Smooth Regularization for Efficient Video Recognition (Grw-smoothing)

Paper (arXiv 2511.20928) • Poster (NeurIPS 2025) • Project repo

GRW-smoothing is a plug-and-play regularization technique for video recognition models that enforces temporal smoothness in intermediate feature embeddings. Consecutive frame embeddings are modeled as a Gaussian Random Walk (GRW), and the training loss penalizes high “acceleration” in this embedding space while preserving the correct frame ordering. This inductive bias suppresses noisy, abrupt representation changes and better aligns the model with the natural temporal coherence of videos, which is especially beneficial for lightweight architectures under tight FLOP and memory budgets. When applied to MoViNet and MobileNetV3 backbones, GRW-smoothing yields improvements of 3.8–6.4 percentage points on Kinetics‑600 under comparable compute and memory constraints.

Installation

This project includes two packages:

grw-smoothing: Contains only the loss term. Use this package if you want to use the GRW-smoothing loss in your own models but don't need the trained video models.
grw-smoothing-models: Includes the trained video models and has grw-smoothing as a dependency.
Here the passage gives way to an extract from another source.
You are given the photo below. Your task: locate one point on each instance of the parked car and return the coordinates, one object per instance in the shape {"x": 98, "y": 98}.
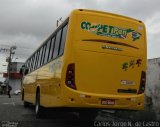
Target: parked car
{"x": 17, "y": 92}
Use this package if you want to use the pre-trained models.

Prerequisites

Install uv (Python package installer):

curl -LsSf https://astral.sh/uv/install.sh | sh

Install Python >=3.10 and create a virtual environment:
```
uv venv --python 3.11
```
Activate the virtual environment:
```
source .venv/bin/activate
```
Install PyTorch:
```
uv pip install torch torchvision
```

Installing the packages

To install both grw-smoothing-models (which includes grw-smoothing as a dependency):

uv sync

This will install both packages and all their dependencies.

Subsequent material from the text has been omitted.